Frank Leslie's exposé caused widespread public outrage and local politicians were strongly pressured to punish and regulate the distillery-dairies. Tuomey assumed a central role in the ensuing investigations, and, with fellow Aldermen E. Harrison Reed and William Tucker, shielded the dairies and turned the hearings into one-sided exercises designed to make dairy critics and established health authorities look ridiculous, even going to the extent of arguing that swill milk was actually as good or better for children than regular milk. With Reed and others, Tuomey successfully blocked any serious inquiry into the dairies and stymied calls for reform. For the rest of his career, he was caricatured as "Swill Milk" Tuomey.

Tuomey's obstruction and his larger political career were typical of the way Tammany Hall officials dealt with many public health, urban and electoral reform issues in the mid-nineteenth century. Tuomey died of a sudden heart attack on May 2, 1887, and was buried at Calvary Cemetery three days later.

==Sources==

To date, there are no scholarly or even popular treatments of Michael Tuomey. The best primary sources are to be found in articles published by the New York Times and the original exposés in Frank Leslie's Illustrated Newspaper. Of these, the following are especially relevant.
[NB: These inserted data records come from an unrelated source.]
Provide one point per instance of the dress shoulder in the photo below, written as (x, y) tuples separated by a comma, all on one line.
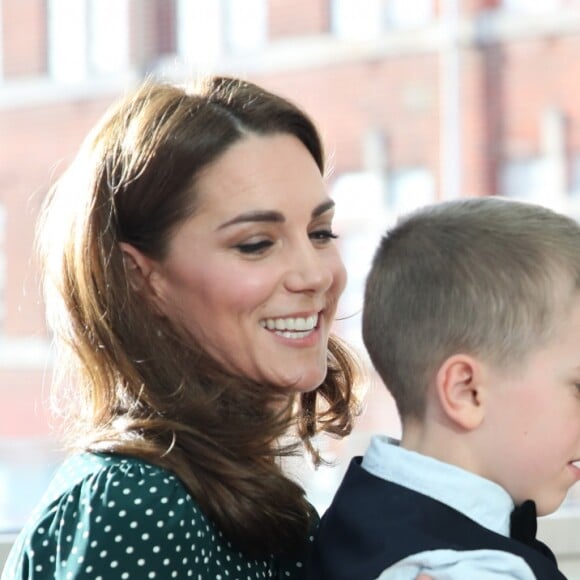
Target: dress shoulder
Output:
[(113, 517)]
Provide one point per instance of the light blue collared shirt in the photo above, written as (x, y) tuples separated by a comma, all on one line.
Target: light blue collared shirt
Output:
[(478, 498)]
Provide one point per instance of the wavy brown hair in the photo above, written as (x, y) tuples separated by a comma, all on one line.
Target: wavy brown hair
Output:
[(132, 383)]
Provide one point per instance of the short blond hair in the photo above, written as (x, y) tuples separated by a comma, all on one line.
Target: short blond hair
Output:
[(482, 276)]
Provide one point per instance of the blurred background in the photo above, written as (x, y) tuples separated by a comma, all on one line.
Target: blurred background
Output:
[(417, 101)]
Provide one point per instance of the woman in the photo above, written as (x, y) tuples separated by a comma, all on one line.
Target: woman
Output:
[(191, 281)]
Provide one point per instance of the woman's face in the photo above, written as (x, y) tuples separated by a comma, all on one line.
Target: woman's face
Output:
[(255, 274)]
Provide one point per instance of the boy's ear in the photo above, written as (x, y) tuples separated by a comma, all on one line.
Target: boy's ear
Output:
[(461, 390), (140, 270)]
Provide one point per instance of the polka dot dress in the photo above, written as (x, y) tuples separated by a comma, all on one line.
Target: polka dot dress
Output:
[(108, 517)]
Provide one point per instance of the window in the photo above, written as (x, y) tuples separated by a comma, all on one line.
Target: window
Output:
[(410, 188), (87, 38), (207, 31), (405, 14), (525, 178), (575, 176), (355, 20), (352, 19)]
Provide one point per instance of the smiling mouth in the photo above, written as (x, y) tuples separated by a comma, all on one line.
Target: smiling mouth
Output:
[(291, 327)]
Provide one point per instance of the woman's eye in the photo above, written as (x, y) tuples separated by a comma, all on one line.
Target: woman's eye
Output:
[(254, 247), (323, 235)]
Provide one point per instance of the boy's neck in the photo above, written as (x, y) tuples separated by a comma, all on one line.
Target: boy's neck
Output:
[(439, 442)]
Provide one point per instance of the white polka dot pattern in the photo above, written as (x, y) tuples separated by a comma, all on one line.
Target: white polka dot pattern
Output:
[(110, 517)]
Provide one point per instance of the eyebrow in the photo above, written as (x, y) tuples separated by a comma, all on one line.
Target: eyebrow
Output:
[(273, 216)]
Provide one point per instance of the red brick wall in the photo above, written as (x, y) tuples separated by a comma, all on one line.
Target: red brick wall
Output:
[(37, 144), (297, 17), (24, 39)]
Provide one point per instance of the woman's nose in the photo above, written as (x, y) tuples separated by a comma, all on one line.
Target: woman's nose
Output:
[(308, 271)]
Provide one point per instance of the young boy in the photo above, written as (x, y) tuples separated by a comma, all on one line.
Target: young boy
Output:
[(472, 320)]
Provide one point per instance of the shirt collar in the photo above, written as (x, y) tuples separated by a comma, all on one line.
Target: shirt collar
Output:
[(478, 498)]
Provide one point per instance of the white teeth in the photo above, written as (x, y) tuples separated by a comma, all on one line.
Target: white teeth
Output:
[(291, 325)]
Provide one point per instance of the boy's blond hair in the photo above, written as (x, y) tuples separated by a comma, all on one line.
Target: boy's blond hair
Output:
[(482, 276)]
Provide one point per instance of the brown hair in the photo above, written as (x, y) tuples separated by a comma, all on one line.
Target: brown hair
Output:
[(480, 276), (132, 384)]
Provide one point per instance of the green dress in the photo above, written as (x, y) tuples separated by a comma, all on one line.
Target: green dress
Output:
[(110, 517)]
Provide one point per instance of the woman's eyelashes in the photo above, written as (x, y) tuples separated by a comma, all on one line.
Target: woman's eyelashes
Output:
[(319, 237), (323, 235), (254, 247)]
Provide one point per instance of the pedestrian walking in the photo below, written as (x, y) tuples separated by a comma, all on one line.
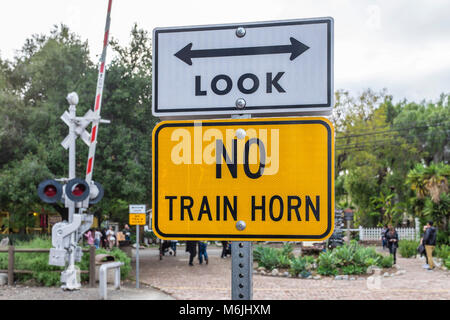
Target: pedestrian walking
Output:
[(127, 232), (97, 238), (202, 245), (392, 242), (383, 236), (110, 236), (90, 237), (429, 241), (191, 247), (173, 246)]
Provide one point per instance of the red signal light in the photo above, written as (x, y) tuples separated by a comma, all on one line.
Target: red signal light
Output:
[(50, 191), (78, 190)]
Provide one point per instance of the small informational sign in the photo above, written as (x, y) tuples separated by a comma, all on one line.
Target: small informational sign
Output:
[(137, 215), (246, 179)]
- "They Ought to be Beaten: 'Swill-Milk' Tuomey," New York Times (October 29, 1878), p. 8.
- "Suddenly Dropping Dead: Michael Tuomey's Varied Career Brought to a Close," New York Times (May 3, 1887), p. 8.
- “Our Exposure of the Swill Milk Trade,” Frank Leslie's Illustrated Newspaper (June 12, 1858).
- “Our Exposure of the Swill Milk Trade,” Frank Leslie's Illustrated Newspaper (July 10, 1858).